AMADO P. MACASAET
‘What Chief Justice Renato C. Corona is doing and may continue to do tells a lot about his character. None of it tells anything about his intellect.’
IT is not an impeachable offense. In fact, it is hardly an offense. But what Chief Justice Renato C. Corona is doing and may continue to do tells a lot about his character. None of it tells anything about his intellect.
The Chief Justice has denied the new members of the Court, those appointed by President Aquino - the offices they are entitled to. They are working in the corridors of the Highest Court of the land.
There should be 15 offices in the Court. There are 15 members. We need not say that the rooms of those who retired are vacant. Why can’t the Chief Justice give the offices to the new jurists?
The new members of the Court are not demanding that they be given offices. They probably knew even much earlier that Mr. Corona is personal on all matters that affect his interest.
He knows that he is the first and final authority in the Court. He reacts to everything that he believes may tend to strengthen the hand of President Aquino in his impeachment trial.
But he has no word about our report that he and his wife, Cristina Roco, bought two apartments in the Fort. We have the documents.
The latest fed to us is that their daughter Cherrie and her husband Francis Salgado are residing in San Francisco. But in their names is a huge home rising in La Vista in Quezon City.
The construction of the home is said to be under the direct supervision of Mrs. Corona who, with her husband used to own a big lot in the same expensive place. I would not allow my mother to oversee the construction of my own home. I have to do it myself and with my wife at that.
That’s the reason there is now the lingering question: Who is the beneficial owner of the home. Does it belong to the couple’s daughter Cherrie and her husband Francis Salgado?

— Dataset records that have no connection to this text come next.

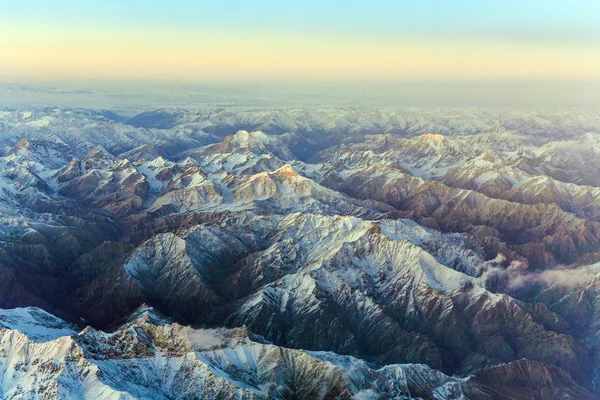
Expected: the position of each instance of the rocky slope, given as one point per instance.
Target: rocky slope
(316, 253)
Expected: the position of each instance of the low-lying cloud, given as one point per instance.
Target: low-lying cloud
(516, 275)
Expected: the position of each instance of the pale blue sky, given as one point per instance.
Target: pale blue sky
(538, 19)
(312, 40)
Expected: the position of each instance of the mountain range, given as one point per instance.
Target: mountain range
(300, 253)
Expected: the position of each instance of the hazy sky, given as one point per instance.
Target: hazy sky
(229, 40)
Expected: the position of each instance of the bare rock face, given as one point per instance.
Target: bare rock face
(314, 254)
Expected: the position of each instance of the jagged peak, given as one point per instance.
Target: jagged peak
(148, 314)
(433, 137)
(25, 142)
(286, 170)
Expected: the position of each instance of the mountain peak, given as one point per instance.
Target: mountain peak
(286, 170)
(432, 137)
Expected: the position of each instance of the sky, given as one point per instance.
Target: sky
(325, 40)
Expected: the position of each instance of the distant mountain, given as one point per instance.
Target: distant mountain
(447, 253)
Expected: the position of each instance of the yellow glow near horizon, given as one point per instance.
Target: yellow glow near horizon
(70, 53)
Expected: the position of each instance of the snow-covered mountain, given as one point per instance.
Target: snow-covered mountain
(449, 254)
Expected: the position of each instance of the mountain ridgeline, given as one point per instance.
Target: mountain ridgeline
(302, 253)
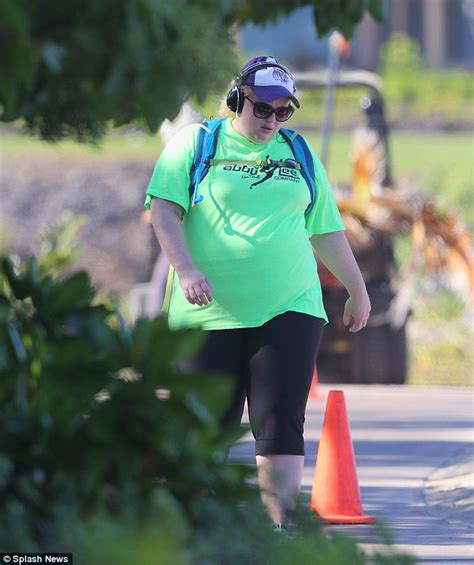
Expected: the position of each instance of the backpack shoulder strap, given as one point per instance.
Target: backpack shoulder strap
(206, 146)
(303, 156)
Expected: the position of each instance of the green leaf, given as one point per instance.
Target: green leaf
(74, 292)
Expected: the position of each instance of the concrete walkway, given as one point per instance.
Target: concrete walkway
(413, 448)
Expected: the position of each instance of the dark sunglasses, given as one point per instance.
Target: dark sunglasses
(263, 110)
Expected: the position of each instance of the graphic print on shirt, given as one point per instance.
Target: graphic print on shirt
(288, 170)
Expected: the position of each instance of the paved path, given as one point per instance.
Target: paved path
(402, 436)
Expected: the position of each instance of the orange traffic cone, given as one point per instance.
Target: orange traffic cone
(336, 495)
(314, 393)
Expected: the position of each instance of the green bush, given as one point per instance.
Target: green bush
(108, 450)
(416, 94)
(61, 441)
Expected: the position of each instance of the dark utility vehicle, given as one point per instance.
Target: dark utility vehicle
(377, 354)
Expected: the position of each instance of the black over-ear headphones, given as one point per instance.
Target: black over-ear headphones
(235, 97)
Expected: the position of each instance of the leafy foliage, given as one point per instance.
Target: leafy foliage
(109, 450)
(70, 69)
(82, 427)
(422, 95)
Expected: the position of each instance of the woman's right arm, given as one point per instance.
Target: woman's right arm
(166, 219)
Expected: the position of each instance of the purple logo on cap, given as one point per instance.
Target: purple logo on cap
(279, 74)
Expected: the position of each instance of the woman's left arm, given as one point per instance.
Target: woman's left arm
(334, 251)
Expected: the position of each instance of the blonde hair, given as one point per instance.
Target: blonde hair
(224, 110)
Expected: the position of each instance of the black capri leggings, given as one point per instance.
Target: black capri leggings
(273, 367)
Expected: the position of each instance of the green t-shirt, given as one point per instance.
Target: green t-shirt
(252, 243)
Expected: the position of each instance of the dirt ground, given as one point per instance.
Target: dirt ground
(115, 246)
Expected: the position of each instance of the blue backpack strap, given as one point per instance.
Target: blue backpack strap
(206, 146)
(303, 156)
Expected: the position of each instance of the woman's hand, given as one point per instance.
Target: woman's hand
(356, 312)
(196, 288)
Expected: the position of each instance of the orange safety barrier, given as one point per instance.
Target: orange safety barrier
(336, 494)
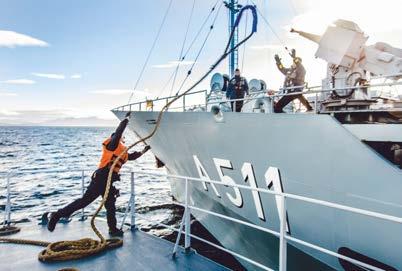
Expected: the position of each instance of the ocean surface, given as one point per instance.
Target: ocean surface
(46, 165)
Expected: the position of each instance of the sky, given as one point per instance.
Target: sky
(71, 61)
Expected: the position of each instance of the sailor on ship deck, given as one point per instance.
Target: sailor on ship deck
(294, 77)
(237, 89)
(113, 147)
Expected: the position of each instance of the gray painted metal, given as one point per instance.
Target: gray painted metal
(140, 251)
(317, 158)
(376, 132)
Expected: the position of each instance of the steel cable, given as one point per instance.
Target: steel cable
(151, 50)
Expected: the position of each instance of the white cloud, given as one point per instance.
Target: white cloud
(50, 75)
(266, 47)
(13, 39)
(76, 76)
(172, 64)
(114, 91)
(19, 81)
(5, 112)
(7, 94)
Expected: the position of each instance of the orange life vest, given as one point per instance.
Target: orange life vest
(108, 157)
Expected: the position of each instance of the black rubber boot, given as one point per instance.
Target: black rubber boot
(116, 233)
(54, 218)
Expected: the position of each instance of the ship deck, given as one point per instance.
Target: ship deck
(141, 251)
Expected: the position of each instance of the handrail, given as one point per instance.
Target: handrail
(282, 234)
(308, 90)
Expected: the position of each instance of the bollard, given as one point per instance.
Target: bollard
(132, 203)
(282, 238)
(187, 225)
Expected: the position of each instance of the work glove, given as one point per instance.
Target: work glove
(277, 59)
(147, 148)
(293, 53)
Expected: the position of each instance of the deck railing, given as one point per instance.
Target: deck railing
(282, 234)
(314, 91)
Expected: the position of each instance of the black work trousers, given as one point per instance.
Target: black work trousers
(237, 105)
(287, 99)
(95, 189)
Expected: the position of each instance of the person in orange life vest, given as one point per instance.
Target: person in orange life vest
(112, 148)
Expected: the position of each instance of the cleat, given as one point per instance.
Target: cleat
(54, 218)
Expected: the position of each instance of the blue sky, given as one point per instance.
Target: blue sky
(62, 59)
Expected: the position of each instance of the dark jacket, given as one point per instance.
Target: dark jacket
(294, 77)
(237, 88)
(115, 139)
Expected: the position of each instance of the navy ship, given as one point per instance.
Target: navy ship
(347, 150)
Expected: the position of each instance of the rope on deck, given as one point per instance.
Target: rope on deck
(7, 230)
(71, 250)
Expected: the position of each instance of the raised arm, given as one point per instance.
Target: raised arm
(281, 68)
(135, 155)
(116, 136)
(246, 86)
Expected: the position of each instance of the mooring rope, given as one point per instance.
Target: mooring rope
(76, 249)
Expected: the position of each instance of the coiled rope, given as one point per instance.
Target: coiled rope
(70, 250)
(7, 230)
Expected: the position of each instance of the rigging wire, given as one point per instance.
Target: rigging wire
(269, 25)
(200, 50)
(293, 7)
(191, 45)
(244, 46)
(182, 48)
(151, 50)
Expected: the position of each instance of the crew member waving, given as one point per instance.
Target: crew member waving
(112, 148)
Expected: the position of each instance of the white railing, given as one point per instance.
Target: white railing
(185, 223)
(313, 91)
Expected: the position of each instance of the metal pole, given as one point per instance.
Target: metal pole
(187, 228)
(132, 203)
(282, 239)
(82, 193)
(315, 103)
(7, 216)
(272, 104)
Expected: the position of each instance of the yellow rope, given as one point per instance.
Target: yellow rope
(70, 250)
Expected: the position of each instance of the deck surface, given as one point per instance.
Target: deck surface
(141, 251)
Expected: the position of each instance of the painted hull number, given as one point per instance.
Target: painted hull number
(272, 181)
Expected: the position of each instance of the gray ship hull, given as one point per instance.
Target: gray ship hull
(313, 156)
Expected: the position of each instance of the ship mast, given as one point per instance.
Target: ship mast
(233, 8)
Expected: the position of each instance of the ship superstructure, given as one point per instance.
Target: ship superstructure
(347, 151)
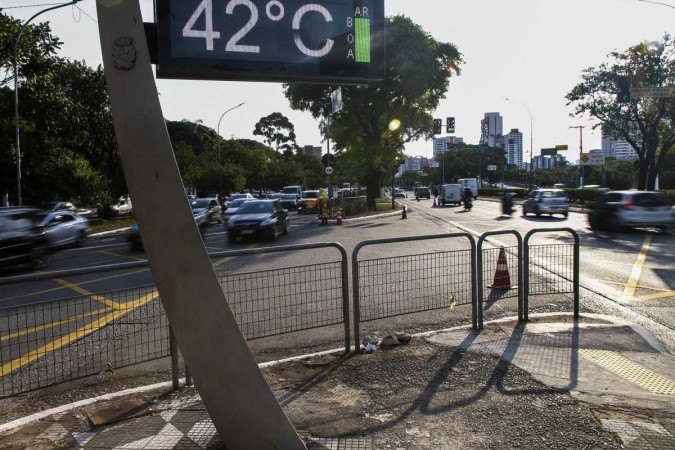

Or is it beneficially owned by the Chief Justice and his wife? No evidence on either because we haven’t found time to check with Quezon City Hall.
The Chief Justice brought his wife with him to the Supreme Court during a rally he and his spokesman organized Tuesday last week. In a manner of speaking he brought "evidence" against himself.
Mrs. Corona is accused of having abused her position, made possible by her husband, when she was chairman of the John Hay Management Corp. She refused to sign the minutes of the board meeting. The board of JHMC passed a resolution demanding her ouster. Instead of paying heed, President Arroyo asked the board to resign. Mrs. Corona was operating in Quezon City but her office is supposed to be in Baguio where JHMC is located.
Does Mr. Corona suspect people did not know about that anomaly? We do. Many others do. The Chief Justice violated the Judicial Code of Conduct that does not allow a jurist to lend himself to the appointment or accepting favors from the President, of all people.
Again that tells a lot of Mr. Corona’s character, not his intellect or integrity or an effort to preserve the independence of the Supreme Court he now accuses President Arroyo of destroying by his impeachment.
Now, Mrs. Corona herself is facing investigation. Her husband brought it upon her. That again, tells a lot about the character of the Chief Justice.
In probably all occasions that arise, Mr. Corona talks about the law outside the Court.
We cannot say outside his ponencia because we do not know much about the rulings, if there are any, that he penned.
We maintain that a jurist, particularly the Chief Justice should not talk about the law outside his ponencia or dissent. That tells us a lot about the character of the man.
The Chief Justice dissents, mostly in cases that involved the politics or fate of Gloria Arroyo. Being canine loyal to her, it would have been his duty to write a biting dissent.
He does not write dissents but he dissents by saying "I join the dissent of Justice" so and so.
That tells a lot of the man’s intellect. He does not want to show it. He seems to be too lazy to write a dissent. Or he simply cannot write one that can convince people that the majority is wrong. But he knows the majority is right even when it is wrong. In fact, it was the wrong interpretation of the Constitution that made him Chief Justice.
That, most of all, tells his whole character.
We have information that the Chief Justice hired two public relations consultants, one of whom is an investor in a daily newspaper. It is extremely difficult to defend the case or cause of Mr. Corona.
But, as we all know, money talks. It can talk for Mr. Corona through his spokesmen. He has three of them. The first is Midas Marquez, court administrator and spokesman. The two public relations men are crisis or damage-control experts. Let us see how good they are in the case of Mr. Corona.
To paraphrase Alexander Pope one more time, Chief Justice Corona is in disgrace with men’s eyes (not fortune as the famous British essayist says). Heaven is deaf to him. He must look upon himself and curse his fate.
He does not do either. That, too, is his character.